The speculative trade in CT is not a comprehensive trade model by any means. But it can serve as a reality check as to baseline supply/demand coupled with how well they travel, and multipliers for ranges of potential prices.The GURPS Far Trader has rules for how far things can go and still make money. Though it is a big-ship universe, and the mechanics are different, there is still value in looking at that model as well I believe.

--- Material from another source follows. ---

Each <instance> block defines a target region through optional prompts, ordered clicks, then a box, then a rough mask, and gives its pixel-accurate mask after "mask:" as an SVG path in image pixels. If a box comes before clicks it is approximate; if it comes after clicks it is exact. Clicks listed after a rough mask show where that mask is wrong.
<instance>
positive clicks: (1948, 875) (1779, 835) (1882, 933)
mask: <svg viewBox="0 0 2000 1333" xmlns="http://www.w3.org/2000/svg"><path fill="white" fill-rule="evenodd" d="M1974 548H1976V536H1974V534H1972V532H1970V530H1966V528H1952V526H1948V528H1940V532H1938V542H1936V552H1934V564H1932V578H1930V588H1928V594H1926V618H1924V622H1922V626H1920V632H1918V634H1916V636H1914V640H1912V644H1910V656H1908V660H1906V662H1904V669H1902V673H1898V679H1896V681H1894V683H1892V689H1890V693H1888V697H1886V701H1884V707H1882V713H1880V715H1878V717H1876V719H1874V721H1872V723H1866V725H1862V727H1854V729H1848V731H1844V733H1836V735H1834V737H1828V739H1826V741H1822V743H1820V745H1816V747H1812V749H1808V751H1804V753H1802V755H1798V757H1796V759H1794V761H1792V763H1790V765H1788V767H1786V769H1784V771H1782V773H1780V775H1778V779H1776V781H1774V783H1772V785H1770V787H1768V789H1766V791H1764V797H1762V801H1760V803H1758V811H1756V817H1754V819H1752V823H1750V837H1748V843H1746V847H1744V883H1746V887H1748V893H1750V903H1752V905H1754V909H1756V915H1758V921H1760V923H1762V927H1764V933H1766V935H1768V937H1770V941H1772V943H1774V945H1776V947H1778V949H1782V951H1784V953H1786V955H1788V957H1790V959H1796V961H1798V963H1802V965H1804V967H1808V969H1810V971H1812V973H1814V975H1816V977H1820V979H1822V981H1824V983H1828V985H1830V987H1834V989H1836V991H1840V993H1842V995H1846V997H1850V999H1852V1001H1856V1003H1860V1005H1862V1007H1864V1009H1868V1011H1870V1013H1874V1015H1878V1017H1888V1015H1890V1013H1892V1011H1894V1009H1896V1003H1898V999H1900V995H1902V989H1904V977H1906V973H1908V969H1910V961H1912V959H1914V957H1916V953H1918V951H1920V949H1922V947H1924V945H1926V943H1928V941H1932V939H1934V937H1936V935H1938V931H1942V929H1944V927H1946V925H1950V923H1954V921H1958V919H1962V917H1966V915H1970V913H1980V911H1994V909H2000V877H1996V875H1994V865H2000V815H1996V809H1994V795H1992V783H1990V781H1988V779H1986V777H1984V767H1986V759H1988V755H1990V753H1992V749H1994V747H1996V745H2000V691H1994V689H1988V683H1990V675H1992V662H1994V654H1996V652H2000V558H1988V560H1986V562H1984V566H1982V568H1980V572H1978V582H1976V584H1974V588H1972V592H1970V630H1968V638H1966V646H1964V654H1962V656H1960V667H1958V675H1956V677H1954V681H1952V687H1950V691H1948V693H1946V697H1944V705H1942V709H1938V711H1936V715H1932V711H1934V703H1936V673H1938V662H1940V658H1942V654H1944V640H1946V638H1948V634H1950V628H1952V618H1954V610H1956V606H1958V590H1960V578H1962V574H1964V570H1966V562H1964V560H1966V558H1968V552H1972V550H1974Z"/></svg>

Essentially each system has a World Trade Number based TL, population, port type and trade classifications. Then between systems there is a BTN, Bilateral Trade Number based on distance, both sets of trade classifications. That number determines the amount of trade between any two systems. Years ago, I actually wrote software to do all that (my first Traveller trade program 20+ years ago, and the reason I started my blog honestly. I was laid off, and I had time on my hands).
Some examples of the BTN:
I personally think the distance modifier needs to be larger than it is, but the underpinnings of GURPS is a bit different than Classic.
- BTN 1: 10-50CR/year. no cargo at at
- BTN 5: 100-500KCr/year, 10-50 tons/year,
- BTN 10: 10-50GCr (billions of credits)/year, 1-5 million tons/year, 50-100K tons/week, 1-5 thousand tons a day
I tend to divide the volumes of trade (and that includes passengers) by 10 as I prefer a small-ship universe, and the GURPS Traveller universe is a lot busier than Classic seems to be.
edit: I think this is the large, commercial scale trade, not the tramp trading.
Actual demand, or a pop 4 planet would barely consume a free trader cargo and and be sated with depressed prices whereas on a pop 9 world it shouldn’t move the needle except with a full treasure fleet modeled. But it can be used to get a sense of flavor for what cargo actually moves across subsectors and what conflicts may lie beneath the surface of trade.